Countable income is gross monthly income less the deductions and exclusions required to be excluded by federal and state statute or regulation and the deductions and exclusions as follows:

(1) Determination of net earned income as follows:
(A) All of the earned income of a child under fourteen (14) years of age is excluded.
(B) Up to ten dollars ($10) of earned income is disregarded if the income is received only once during the calendar quarter from a single source (infrequent) or could not be reasonably to expected (irregular).
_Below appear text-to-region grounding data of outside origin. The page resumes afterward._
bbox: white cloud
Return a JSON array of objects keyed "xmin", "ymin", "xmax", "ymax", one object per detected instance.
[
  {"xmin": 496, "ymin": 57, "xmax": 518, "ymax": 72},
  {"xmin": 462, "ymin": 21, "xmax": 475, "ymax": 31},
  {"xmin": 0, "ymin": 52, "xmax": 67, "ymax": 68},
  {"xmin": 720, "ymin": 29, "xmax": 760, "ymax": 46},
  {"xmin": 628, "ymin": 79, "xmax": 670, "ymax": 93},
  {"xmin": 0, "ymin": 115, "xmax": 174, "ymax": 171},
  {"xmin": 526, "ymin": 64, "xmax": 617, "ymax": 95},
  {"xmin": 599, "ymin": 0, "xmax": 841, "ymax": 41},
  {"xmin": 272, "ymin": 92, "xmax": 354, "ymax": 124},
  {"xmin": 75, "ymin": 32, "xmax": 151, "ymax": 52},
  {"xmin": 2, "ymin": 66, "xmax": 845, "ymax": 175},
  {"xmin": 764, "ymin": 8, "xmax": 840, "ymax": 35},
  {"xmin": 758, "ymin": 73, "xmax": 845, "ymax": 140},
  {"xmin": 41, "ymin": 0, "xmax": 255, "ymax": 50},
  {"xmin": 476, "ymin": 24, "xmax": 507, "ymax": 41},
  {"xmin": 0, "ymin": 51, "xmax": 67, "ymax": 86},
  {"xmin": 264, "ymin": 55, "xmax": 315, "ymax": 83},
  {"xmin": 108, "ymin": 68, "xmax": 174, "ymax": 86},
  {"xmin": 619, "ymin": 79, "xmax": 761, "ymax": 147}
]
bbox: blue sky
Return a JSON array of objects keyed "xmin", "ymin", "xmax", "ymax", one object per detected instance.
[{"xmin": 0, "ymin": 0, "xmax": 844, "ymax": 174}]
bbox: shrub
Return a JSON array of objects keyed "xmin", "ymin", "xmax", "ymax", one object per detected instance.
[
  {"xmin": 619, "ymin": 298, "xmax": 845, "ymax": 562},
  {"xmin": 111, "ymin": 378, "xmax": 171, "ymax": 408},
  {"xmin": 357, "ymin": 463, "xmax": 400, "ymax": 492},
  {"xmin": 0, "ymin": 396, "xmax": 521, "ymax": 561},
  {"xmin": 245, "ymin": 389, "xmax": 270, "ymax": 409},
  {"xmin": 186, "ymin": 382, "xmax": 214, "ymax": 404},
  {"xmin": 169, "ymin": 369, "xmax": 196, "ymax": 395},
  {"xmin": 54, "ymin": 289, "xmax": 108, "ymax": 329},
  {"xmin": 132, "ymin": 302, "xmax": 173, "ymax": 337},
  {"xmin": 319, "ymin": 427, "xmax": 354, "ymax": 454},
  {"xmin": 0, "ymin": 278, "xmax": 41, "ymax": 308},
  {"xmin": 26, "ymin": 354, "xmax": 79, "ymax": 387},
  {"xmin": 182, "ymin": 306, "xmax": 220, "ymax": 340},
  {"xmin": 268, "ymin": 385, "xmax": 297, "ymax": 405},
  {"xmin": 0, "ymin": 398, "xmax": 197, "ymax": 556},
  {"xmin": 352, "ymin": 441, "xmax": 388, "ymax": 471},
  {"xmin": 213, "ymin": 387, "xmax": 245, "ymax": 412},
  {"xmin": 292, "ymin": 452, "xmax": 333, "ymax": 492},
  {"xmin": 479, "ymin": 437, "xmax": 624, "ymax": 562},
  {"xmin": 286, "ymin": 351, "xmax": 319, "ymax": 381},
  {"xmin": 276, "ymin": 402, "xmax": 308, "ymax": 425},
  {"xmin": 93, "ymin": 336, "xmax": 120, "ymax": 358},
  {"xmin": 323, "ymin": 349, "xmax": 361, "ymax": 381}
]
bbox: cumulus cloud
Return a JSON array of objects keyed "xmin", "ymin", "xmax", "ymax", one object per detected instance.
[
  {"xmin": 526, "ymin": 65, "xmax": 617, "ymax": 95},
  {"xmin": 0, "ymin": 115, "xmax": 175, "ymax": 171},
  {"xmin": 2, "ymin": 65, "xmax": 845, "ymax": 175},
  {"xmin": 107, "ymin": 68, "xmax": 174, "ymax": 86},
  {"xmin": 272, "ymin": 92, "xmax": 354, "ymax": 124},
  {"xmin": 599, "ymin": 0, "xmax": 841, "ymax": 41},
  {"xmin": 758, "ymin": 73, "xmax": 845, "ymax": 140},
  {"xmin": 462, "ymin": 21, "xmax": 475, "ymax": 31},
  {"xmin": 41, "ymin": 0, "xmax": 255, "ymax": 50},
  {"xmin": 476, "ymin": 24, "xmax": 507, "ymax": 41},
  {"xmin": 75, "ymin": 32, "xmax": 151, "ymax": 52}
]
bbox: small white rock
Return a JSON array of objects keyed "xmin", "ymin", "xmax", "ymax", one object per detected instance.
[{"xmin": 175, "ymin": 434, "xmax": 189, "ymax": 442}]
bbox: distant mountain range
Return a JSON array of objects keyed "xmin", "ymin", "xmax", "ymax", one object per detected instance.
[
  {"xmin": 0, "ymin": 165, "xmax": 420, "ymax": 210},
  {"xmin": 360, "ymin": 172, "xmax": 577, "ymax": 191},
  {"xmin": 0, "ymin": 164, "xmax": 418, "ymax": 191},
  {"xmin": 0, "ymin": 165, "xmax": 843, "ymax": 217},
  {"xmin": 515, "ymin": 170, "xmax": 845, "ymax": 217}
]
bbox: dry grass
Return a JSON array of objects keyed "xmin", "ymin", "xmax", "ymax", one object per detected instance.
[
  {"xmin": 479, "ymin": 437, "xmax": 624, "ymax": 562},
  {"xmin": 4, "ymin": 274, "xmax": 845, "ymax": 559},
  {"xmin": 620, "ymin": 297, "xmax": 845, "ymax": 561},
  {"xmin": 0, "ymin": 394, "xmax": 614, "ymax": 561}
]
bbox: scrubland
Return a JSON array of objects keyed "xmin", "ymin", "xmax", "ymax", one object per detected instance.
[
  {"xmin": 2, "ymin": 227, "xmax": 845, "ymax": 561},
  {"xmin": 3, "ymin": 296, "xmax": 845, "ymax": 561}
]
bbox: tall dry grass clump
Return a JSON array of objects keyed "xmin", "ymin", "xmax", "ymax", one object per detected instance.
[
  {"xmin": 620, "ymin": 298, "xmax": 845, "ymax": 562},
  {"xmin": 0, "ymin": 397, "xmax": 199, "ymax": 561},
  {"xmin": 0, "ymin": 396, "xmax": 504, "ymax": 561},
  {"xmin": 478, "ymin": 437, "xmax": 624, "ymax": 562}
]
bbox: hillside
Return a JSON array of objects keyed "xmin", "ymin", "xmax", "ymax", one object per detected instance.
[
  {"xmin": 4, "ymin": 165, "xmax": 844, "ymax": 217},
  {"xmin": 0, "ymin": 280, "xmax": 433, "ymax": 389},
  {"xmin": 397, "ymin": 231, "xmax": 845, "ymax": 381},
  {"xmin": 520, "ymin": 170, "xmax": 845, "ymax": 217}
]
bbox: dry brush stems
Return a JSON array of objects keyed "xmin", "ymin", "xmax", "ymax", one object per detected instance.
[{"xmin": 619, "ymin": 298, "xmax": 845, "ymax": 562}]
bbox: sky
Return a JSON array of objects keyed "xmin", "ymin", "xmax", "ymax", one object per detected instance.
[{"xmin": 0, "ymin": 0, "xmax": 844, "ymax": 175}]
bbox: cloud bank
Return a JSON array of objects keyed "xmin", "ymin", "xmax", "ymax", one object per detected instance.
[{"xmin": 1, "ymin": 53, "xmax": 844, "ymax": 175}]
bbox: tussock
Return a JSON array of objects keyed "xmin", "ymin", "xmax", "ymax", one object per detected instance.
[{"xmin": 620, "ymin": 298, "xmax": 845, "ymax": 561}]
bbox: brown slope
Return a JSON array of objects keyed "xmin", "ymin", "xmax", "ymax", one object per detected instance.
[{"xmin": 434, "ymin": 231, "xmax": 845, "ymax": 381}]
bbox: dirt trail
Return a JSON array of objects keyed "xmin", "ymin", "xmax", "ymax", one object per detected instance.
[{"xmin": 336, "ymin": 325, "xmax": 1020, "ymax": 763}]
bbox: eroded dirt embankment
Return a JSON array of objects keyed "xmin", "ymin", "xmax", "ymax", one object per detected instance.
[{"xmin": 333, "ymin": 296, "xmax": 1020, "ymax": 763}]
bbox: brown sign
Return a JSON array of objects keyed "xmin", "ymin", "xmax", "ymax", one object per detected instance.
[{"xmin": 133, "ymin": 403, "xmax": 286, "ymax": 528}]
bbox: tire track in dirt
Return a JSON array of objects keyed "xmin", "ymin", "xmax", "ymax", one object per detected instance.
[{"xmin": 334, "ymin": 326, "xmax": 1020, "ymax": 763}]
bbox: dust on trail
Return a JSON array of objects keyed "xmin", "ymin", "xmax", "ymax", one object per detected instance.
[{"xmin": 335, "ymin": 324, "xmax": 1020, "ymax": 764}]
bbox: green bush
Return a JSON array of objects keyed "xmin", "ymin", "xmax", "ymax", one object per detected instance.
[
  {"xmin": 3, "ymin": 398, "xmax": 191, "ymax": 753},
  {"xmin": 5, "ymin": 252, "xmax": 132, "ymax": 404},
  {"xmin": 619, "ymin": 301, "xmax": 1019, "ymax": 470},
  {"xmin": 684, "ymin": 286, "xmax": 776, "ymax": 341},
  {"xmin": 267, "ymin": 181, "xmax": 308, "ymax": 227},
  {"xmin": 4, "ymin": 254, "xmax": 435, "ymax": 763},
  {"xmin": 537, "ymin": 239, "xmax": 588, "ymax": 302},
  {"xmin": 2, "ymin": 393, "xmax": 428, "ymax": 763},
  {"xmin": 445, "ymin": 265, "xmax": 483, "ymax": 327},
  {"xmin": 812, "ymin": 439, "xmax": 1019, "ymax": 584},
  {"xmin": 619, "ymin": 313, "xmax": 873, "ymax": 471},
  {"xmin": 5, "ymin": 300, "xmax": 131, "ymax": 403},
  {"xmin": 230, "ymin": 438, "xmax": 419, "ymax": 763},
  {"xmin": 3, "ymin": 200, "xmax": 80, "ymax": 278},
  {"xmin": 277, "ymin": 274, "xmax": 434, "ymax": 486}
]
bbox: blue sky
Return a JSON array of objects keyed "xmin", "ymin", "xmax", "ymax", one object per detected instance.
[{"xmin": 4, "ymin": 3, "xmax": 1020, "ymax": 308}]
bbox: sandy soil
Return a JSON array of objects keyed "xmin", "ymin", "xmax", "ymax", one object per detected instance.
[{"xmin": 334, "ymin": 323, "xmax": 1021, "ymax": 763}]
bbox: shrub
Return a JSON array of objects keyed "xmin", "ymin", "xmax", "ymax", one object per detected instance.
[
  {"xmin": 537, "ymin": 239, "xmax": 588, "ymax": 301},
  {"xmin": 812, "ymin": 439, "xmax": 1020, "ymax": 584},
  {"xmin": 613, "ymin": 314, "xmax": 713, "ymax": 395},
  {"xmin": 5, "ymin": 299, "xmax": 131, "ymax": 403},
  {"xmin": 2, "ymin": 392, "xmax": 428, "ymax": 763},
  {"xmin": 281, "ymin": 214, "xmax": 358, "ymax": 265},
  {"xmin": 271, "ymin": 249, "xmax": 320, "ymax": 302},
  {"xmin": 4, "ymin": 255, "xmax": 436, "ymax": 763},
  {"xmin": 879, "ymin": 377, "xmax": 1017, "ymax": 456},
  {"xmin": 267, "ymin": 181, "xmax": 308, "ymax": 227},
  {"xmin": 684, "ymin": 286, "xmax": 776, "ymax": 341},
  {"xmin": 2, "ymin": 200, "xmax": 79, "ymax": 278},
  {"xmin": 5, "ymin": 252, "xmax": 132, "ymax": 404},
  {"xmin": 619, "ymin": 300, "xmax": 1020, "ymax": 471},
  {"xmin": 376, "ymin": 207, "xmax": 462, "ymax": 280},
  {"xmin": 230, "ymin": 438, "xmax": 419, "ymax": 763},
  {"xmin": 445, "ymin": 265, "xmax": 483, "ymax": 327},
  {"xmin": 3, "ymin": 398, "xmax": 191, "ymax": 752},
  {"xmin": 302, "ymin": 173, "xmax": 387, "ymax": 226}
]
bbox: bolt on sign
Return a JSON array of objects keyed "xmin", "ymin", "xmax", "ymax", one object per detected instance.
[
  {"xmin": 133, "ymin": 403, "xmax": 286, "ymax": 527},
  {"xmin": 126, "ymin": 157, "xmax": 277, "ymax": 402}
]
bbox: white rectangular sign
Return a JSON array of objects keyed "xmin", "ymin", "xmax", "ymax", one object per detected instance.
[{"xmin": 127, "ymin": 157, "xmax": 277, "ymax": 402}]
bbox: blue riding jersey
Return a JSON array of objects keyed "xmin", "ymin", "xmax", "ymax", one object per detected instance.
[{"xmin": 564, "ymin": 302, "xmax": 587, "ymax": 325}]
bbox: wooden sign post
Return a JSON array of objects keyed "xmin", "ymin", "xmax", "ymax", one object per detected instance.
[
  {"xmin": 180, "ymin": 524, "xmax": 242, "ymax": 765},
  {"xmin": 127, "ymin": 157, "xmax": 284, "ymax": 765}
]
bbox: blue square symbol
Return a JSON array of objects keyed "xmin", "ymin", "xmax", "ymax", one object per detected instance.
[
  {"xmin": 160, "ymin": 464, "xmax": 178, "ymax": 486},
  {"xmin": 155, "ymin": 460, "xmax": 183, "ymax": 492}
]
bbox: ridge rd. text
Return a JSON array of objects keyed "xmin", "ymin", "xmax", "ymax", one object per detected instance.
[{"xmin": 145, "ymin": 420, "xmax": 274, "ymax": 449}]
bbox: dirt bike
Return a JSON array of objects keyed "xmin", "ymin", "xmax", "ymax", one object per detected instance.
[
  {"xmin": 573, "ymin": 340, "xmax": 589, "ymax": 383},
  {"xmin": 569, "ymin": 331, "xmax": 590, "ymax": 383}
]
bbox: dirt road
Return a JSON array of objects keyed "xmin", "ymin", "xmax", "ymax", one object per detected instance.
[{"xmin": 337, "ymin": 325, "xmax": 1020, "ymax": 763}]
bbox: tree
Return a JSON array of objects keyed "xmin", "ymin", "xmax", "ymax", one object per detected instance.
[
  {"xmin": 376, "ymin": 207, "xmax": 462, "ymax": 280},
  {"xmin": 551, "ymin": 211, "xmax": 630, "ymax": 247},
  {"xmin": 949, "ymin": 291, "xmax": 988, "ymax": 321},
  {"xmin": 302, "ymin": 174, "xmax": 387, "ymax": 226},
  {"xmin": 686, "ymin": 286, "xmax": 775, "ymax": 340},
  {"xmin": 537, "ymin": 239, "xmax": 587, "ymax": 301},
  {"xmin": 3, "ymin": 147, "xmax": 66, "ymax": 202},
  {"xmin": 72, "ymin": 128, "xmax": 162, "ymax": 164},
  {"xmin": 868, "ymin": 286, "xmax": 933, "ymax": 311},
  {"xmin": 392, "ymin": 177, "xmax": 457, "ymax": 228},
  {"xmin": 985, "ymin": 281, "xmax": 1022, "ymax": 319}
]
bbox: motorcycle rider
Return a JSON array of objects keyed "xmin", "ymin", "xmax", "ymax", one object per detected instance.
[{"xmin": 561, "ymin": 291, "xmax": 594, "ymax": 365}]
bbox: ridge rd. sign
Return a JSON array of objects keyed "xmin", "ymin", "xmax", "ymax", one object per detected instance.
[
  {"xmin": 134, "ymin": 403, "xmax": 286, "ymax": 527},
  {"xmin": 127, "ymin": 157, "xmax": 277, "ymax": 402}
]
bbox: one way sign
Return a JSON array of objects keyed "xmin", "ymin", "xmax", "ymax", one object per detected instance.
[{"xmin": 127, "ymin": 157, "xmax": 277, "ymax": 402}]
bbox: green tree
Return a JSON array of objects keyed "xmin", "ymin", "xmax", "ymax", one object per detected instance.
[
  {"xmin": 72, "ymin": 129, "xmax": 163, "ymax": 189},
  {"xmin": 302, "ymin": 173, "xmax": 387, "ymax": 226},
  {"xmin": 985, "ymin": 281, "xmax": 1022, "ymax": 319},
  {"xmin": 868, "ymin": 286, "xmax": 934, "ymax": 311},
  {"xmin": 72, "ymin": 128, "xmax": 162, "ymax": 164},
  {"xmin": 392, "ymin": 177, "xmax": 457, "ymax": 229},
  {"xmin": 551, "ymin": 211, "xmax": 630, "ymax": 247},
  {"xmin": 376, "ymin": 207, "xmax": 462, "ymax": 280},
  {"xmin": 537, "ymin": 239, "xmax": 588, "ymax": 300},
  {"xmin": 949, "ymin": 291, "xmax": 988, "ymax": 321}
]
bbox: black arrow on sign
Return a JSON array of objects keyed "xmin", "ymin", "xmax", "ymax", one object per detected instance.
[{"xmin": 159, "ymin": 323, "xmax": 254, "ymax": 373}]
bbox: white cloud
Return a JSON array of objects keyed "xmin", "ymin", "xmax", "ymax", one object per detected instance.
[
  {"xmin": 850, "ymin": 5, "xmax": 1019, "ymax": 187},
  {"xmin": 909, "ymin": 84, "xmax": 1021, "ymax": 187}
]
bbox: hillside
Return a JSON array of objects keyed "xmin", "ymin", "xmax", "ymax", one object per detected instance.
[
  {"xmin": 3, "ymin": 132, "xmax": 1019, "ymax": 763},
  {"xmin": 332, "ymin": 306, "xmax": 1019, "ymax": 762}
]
If the total amount of infrequent or irregular earned income received in a month exceeds ten dollars ($10), this disregard cannot be applied.
(C) Expenses allowed by the Internal Revenue Service shall be deducted from gross income from self-employment to determined net self-employment earnings.
(D) Sixty-five dollars ($65) of earned income per month, plus impairment-related work expenses described in 405 IAC 2-9-2(b) for individuals in the disabled category, plus one-half (^) of remaining earned income is excluded.
(2) Funds from a grant, scholarship, or fellowship, other than that excluded by federal regulations, which are designated for tuition and mandatory books and fees at an educational institution or for vocational rehabilitation or technical training purposes shall be deducted from the total of such funds.
(3) Tax refunds are excluded from income.
(4) Home energy assistance is disregarded.
(5) Up to twenty dollars ($20) of unearned income is disregarded if the income is received only once during the calendar quarter from a single source (infrequent) or could not reasonably be expected (irregular). If the total amount of infrequent or irregular unearned income received in a month exceeds twenty dollars ($20), this disregard cannot be applied.
(6) A general income disregard of fifteen dollars and fifty cents ($15.50) is deducted per month.
(7) Payments made to foster parents or licensed child caring institutions from county funds or reimbursed under Title IV-B of the Social Security Act on behalf of an applicant or recipient who is a ward of the county department shall be excluded.
(8) For an applicant or recipient of medical assistance under the blind category, an amount of his or her income, as specified in an approved plan for achieving self-support, is disregarded for a period of time not to exceed twelve (12) months. Such a plan will be approved by the family and social services administration, if the plan is in writing and fully documents that the income to be disregarded will be used by the applicant or recipient in pursuing a bona fide activity aimed at achieving self-support.

405 IAC 2-3-3

Office ofthe Secretary of Family and Social Services; 405 IAC 2-3-3; filed Mar 1, 1984, 2:31 p.m.: 7 IR 1018, effApr 1, 1984; filed Jul 16, 1987, 2:00 p.m.: 10 IR 2669; errata, 11 IR 799; filed Feb 16, 1993, 5:00 p.m.: 16 IR 1783; readopted filed Jun 27, 2001, 9:40 a.m.: 24 IR 3822; filed Jun 10, 2002, 2:21 p.m.: 25 IR 3114; errata filed Jun 28, 2002, 10:17 a.m.: 25 IR 3769; readopted filed Sep 19, 2007, 12:16p.m.: 20071010-IR-405070311RFA; readopted filed Oct 28, 2013, 3:18 p.m.: 20131127-IR-405130241RFA

Transferred from the Division of Family and Children ( 470 IAC 9.1-3-5 ) to the Office of the Secretary of Family and Social Services ( 405 IAC 2-3-3 ) by P.L. 9-1991, SECTION 131, effective January 1, 1992.